Because, yes, this album is a musical retelling of Kafka’s novella. If you think that sounds pretentious, do yourself a favour and turn the page now. Go on, there’s plenty for you later: there might be some big pictures, or ads for gigs by tribute bands like Saxon & On, or Junior Doctor Feelgood. Anyone who isn’t put off by theatre or erudition will happily discover how approachable Metamorphosis is. In fact, you don’t need to know anything about the book, because what’s great is that the album has the shape of a story, the taut arc of ineluctable tragedy, the encroaching claustrophobia of macabre fiction. It’s fantastic that Metamorphosis sounds like a tale being told, rather than a band noting how clever they all are.
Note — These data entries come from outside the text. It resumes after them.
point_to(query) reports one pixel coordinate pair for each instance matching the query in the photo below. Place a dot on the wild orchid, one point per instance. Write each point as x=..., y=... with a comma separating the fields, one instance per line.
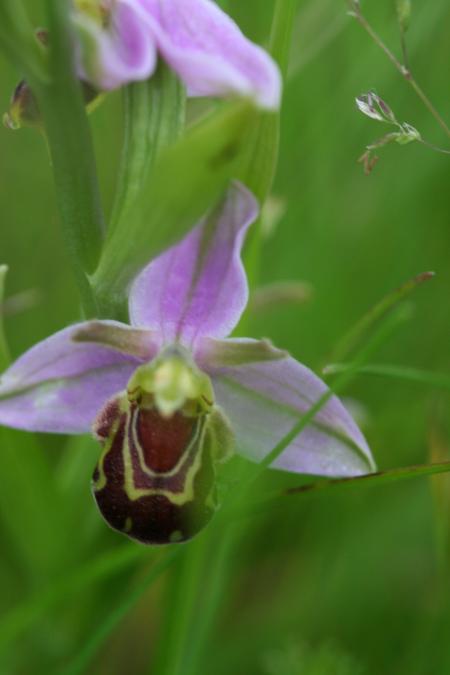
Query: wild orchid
x=119, y=41
x=171, y=396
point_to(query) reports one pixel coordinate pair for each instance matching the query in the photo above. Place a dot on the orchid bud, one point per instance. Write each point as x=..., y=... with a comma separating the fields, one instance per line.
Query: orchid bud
x=156, y=479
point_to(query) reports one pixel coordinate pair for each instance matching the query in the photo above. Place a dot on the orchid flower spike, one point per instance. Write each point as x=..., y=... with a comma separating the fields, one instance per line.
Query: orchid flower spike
x=169, y=397
x=119, y=42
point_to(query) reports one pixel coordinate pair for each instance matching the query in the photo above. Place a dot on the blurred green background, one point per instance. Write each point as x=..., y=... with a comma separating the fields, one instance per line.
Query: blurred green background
x=345, y=584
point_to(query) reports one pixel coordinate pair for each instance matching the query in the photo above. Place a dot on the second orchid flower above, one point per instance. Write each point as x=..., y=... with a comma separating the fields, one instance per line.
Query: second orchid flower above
x=119, y=41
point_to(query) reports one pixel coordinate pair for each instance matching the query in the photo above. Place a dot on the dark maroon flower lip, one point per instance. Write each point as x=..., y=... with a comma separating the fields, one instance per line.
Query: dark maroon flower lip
x=155, y=481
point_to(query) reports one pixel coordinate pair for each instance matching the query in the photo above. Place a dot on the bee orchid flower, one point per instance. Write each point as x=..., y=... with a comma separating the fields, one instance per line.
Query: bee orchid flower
x=171, y=396
x=119, y=41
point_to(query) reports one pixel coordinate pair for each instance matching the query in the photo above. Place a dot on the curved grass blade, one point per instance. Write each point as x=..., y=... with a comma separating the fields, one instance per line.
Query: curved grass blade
x=350, y=341
x=398, y=372
x=25, y=615
x=185, y=182
x=378, y=478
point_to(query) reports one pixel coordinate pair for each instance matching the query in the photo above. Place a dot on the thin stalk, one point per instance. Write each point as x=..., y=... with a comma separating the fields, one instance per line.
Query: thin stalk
x=4, y=349
x=402, y=69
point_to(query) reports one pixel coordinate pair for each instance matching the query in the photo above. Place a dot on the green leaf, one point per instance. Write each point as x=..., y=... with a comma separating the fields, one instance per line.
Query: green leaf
x=185, y=182
x=154, y=116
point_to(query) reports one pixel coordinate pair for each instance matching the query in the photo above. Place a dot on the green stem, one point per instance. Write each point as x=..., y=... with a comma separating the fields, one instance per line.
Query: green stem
x=18, y=41
x=187, y=576
x=154, y=118
x=72, y=153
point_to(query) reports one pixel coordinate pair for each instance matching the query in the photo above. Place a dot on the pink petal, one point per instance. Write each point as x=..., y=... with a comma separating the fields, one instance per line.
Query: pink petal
x=263, y=401
x=59, y=385
x=210, y=53
x=122, y=52
x=198, y=287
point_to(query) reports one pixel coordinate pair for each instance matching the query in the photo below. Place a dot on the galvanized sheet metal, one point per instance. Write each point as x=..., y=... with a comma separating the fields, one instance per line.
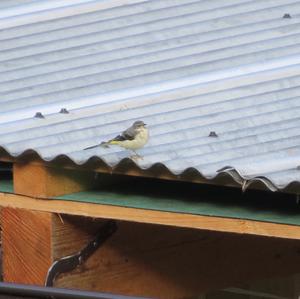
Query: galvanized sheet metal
x=186, y=68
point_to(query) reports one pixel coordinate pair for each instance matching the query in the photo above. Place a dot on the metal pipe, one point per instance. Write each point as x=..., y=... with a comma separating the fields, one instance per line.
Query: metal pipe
x=50, y=292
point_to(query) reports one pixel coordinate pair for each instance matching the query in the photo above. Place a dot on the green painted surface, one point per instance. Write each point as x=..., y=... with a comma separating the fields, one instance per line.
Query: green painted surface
x=200, y=207
x=6, y=186
x=192, y=199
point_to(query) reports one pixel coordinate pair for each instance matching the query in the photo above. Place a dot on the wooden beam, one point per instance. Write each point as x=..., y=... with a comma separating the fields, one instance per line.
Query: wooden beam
x=140, y=259
x=165, y=262
x=43, y=181
x=230, y=225
x=26, y=245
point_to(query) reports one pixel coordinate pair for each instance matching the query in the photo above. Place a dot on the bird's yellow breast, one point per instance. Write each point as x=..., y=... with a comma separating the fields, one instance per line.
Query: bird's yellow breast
x=139, y=141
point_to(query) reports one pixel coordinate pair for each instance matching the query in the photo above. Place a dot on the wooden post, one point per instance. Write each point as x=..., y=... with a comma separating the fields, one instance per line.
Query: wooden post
x=140, y=259
x=26, y=241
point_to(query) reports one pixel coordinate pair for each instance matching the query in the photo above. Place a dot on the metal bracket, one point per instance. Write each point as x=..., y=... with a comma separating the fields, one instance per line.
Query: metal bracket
x=69, y=263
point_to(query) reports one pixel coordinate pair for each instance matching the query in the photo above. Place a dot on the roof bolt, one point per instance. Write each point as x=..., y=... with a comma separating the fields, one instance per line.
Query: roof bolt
x=213, y=134
x=64, y=111
x=287, y=16
x=39, y=115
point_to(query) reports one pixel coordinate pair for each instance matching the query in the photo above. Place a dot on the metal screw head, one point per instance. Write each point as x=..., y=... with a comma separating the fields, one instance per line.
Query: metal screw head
x=39, y=115
x=213, y=134
x=63, y=111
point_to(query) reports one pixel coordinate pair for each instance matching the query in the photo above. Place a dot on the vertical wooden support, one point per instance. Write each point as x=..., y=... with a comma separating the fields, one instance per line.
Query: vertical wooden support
x=26, y=241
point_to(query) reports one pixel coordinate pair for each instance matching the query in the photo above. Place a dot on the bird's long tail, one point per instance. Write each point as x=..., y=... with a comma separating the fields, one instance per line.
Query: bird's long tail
x=103, y=144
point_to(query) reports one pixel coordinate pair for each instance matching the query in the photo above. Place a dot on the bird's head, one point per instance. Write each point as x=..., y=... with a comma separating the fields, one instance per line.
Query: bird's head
x=139, y=124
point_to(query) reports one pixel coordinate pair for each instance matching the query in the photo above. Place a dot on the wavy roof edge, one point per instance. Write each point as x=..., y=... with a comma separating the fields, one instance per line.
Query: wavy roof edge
x=229, y=175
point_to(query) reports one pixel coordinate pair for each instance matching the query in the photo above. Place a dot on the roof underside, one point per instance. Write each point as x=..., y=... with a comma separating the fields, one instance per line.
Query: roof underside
x=184, y=67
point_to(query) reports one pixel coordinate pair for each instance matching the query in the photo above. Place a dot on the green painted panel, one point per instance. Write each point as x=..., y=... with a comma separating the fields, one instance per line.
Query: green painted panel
x=6, y=186
x=200, y=207
x=191, y=199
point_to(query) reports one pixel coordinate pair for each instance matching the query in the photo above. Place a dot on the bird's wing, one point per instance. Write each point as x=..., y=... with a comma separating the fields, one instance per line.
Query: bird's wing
x=128, y=134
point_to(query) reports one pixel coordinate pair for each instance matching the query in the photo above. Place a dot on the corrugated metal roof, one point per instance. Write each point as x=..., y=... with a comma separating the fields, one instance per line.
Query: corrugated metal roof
x=185, y=67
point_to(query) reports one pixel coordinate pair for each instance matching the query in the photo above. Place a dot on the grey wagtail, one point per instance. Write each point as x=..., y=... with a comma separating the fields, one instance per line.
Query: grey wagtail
x=134, y=138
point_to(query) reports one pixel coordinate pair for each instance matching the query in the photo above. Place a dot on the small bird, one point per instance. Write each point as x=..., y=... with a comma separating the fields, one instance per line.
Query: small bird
x=134, y=138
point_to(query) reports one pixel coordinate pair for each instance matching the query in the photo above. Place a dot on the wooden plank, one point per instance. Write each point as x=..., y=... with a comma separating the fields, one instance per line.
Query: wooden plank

It’s perhaps inevitable that Metamorphosis shall be labelled as Prog. That’s fine, but inaccurate. Most of the music is built on material from the birth of rock ‘n’ roll, be it the Rocky Horror cod-jiving of “Open The Door”, or “Anchor”, where a soda hop ballad is suspended in - sonic zeitgeist alert! - cold reverb. Rather than ELP trickery, Borderville take scraps of everyman rock, like Richie Valens or Queen, and cover them with black dramatics and queasy dissonance – from the infected cicada swoon of the opening moments, the record is held together by synthetic hums and electroacoustic dizziness. Perhaps, because of this, “Capitalypso” doesn’t quite fit. Sure, it’s got a portmanteau title, funky guitar and a clever link between insectile chitin and workplace relationships in the line “toughen up my skin, sir”, but it almost derails the record by being too good a rock song: we need soliloquies not melodies, Greek chorus not pop chorus. Forget tunes, it’s the rhythm section’s album anyway: check out the Rolling-Stones-play-Aphrodite’s-Child stomp of “I Am The Winter”.

Add some balletic keys and a thespian vocal that can convince in both the dark bombast of “The Human Way” and the resigned resolution of the closing track, and you have an album of the year. If some will turn away in the opening minutes, everyone else will adore it till the final curtain.